Recently, a client stopped by and asked if Armedia had, or knew of any open source, face matching software that could scan a video and determine if a suspect’s face appeared anywhere in the video.
Our team was intrigued.
In today’s world, how available and how accurate was this type of software? This request launched a line of investigation that not only solved our client’s problem but proved to be insightful and rewarding.
A quick Internet search for open source products that could match a probe face in a video produced limited results, so we expanded our search parameters slightly to include low-cost cloud services. The products we decided to investigate were:
We assigned a developer to each product to prototype a solution, given only the following minimum requirements from our client:
- The solution shall identify (i.e., indicate time off-sets) all occurrences of a suspect’s face in a video.

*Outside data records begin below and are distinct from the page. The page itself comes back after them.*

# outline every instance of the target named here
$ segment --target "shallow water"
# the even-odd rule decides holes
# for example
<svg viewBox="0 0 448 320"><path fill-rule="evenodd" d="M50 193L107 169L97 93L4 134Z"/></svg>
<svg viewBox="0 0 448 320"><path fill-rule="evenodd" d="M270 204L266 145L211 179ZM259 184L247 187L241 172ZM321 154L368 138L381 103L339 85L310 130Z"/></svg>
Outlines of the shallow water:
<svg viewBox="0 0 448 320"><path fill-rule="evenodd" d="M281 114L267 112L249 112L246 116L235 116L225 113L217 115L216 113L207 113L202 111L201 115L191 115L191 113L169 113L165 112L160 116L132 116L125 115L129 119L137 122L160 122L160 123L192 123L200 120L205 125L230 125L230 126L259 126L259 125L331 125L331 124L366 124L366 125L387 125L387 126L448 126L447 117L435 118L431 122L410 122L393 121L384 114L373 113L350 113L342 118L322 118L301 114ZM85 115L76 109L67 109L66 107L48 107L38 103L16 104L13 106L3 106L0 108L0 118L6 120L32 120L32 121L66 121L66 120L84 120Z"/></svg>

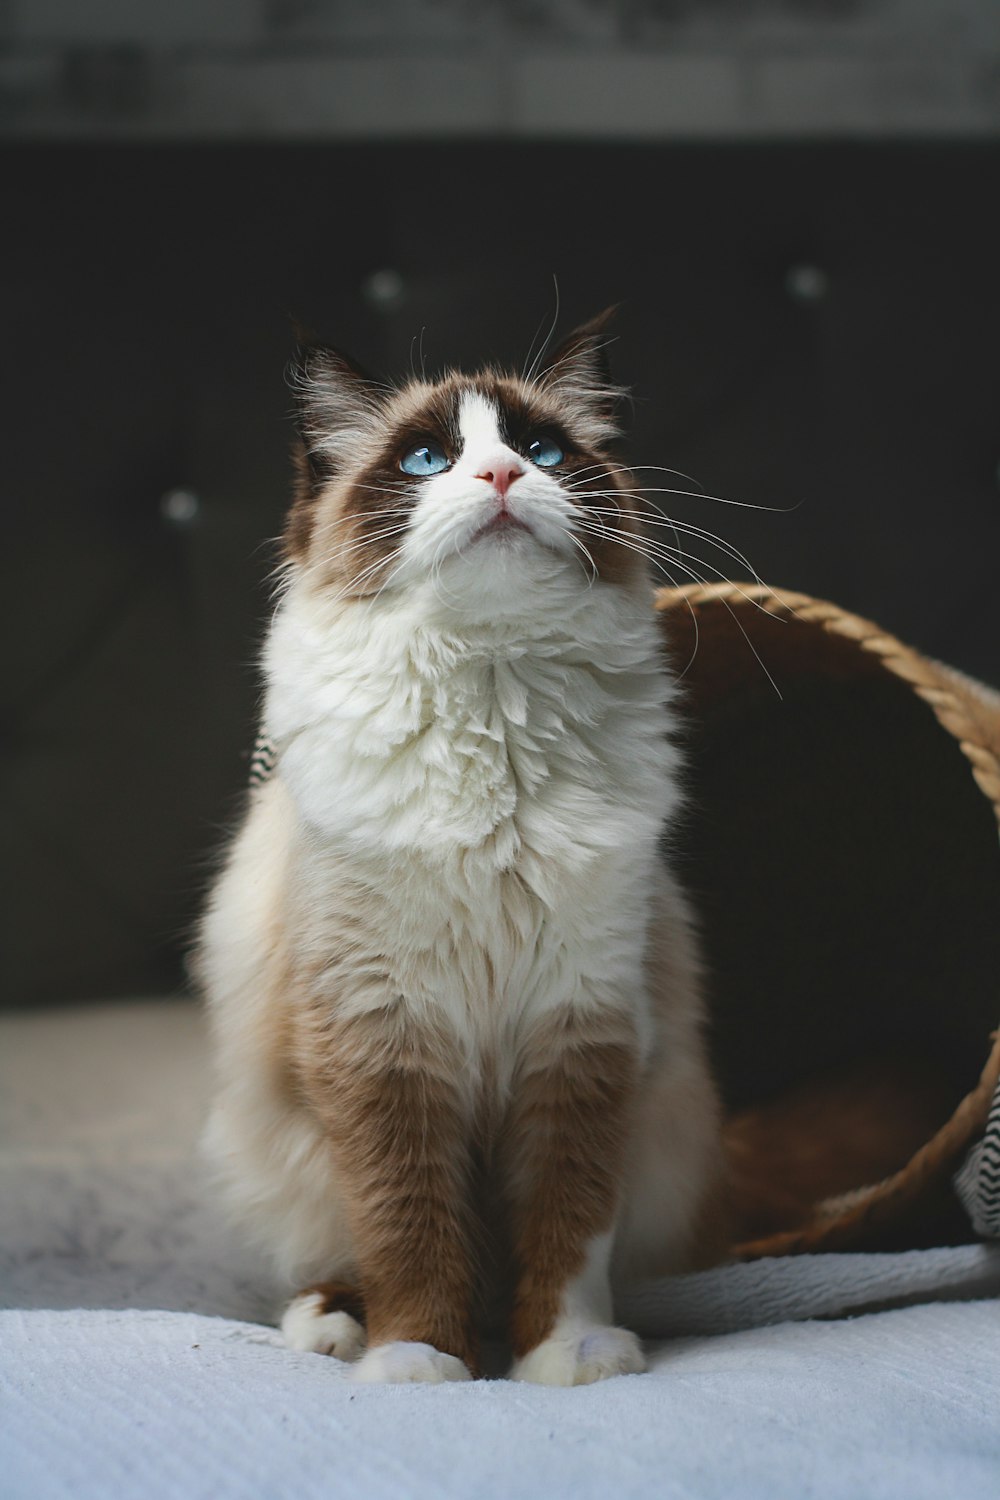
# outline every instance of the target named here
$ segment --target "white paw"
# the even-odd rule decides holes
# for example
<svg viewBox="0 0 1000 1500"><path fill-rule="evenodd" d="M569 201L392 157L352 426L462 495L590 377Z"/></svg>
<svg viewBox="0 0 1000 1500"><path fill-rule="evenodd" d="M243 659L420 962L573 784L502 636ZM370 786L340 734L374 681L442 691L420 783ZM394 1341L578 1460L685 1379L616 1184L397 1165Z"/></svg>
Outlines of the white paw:
<svg viewBox="0 0 1000 1500"><path fill-rule="evenodd" d="M471 1380L472 1376L454 1354L442 1354L432 1344L399 1341L369 1349L354 1366L351 1379L399 1385L408 1380L437 1384L442 1380Z"/></svg>
<svg viewBox="0 0 1000 1500"><path fill-rule="evenodd" d="M625 1328L556 1330L511 1370L512 1380L535 1385L591 1385L611 1375L638 1375L646 1368L642 1345Z"/></svg>
<svg viewBox="0 0 1000 1500"><path fill-rule="evenodd" d="M332 1354L334 1359L357 1359L365 1346L365 1330L348 1312L323 1311L320 1292L293 1297L281 1320L281 1334L289 1349L308 1354Z"/></svg>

- The solution shall output a CSV file for each suspect indicating in which videos they were detected, and at what time off-sets.
- The solution shall output a CSV file for each video containing the name and time off-set at which each suspect was identified in the video.
- The solution shall accept all probe images as a group.
- The solution shall accept all videos as a group.
- The solution shall perform better than real-time (i.e., a 5-minute video should be processed in less than 5 minutes).
- The solution shall have adjustable operating parameters to affect the sensitivity of detection and computer resource usage.
Early in the project, the pyAnnote developer determined that although the accuracy and output format of the pyAnnote software was impressive, it was intolerably slow (roughly 2-3 times real time). Therefore, she abandoned pyAnnote as a possible solution and moved on to investigate the Python Face Recognition software, taking a different tack than the developer already investigating the same software.
With these broad requirements, developers were free to architect creative solutions. Therefore, each project took on its own character and individual goals.
- Face to Face – a desktop, Java-based UI, which leveraged Amazon’s Rekognition API in addition to their S2 storage infrastructure. This project could scale as demand required.
- Azure Multi-Imaged Face Identifier (AMIFI) – a desktop, C#-based UI, which leveraged Microsoft’s Face Cognitive Service. This project could accept multiple samples of a face to build a more comprehensive model of the suspect.
- Distributed Face Recognition (DFaR) – a massive, enterprise-level solution utilizing multiple servers, GPUs, load balanced queueing, etc. This project leveraged Python Face Recognition had no GUI and was designed to be integrated into a larger forensic process.
- Face Recognizer – the other project using Python Face Recognition took the opposite approach and built a solution that ran on a laptop with no special hardware or network connections.
The developers and the project managers met weekly for 3 months to demonstrate progress, discuss problems, and to solicit advice from one another. These meetings were dubbed “face offs” as they took on a tone of friendly competition. The developers went all out to produce the most accurate and fastest performing solution.
Two interesting findings resulted from these collaborative/competitive meetings.
- None of these software products could match face images in videos directly. They were designed to compare and match faces in still images. As a result, all the developers converted the videos into sequential series of still images (i.e., frames) using FFmpeg and compared the frames to the probe image.
- The conversion of videos to frames resulted in thousands (sometimes tens of thousands) of JPG files. Often, the majority of these images contained no faces and incurred processing and resource usage penalties unnecessarily. This was especially the case with cloud solutions where storage and processing incurred real costs. To address this problem, all of the developers filtered the images using Dlib. Only the frames in which Dlib indicated a face was present were allowed to pass through the identification process.
Perhaps the most interesting result was that all of these prototypes and underlying technologies achieved nearly the same level of accuracy (see Precision-Recall chart in Figure 1). Open source, community-driven technology held its own against the technologies developed by the global R&D powerhouse companies.
Although the results were nearly identical, that doesn’t mean they were sound. Looking at the Precision-Recall chart in Figure 1, you see that the data points cluster around 0.6 precision and 0.45 recall. This means that 60% of the time the software identified a suspect it was correct, while it only identified 45% of the suspects it was presented. Ideally, both precision and recall values should be high for an accurate, well-performing solution.
It is important to note that our test videos and real-life videos were low quality, grainy, surveillance videos. We would expect better results using higher quality videos.
Armedia satisfactorily identified 19 suspects in nearly 6,000 surveillance videos with confidence values and time off-sets so manual confirmation could be made.
The Face Match Face Off is a good example of the type of research and development Armedia brings to client engagements. Our team is well versed and well equipped to research, develop, prototype, and deploy technologies in the areas of computer vision, machine learning, big data, signals processing, and computer forensics. The Face Match Face Off not only solved a real-world problem for our client, it provided them with information about four leading face recognition technologies, enabling more informed decision making in future technology investments.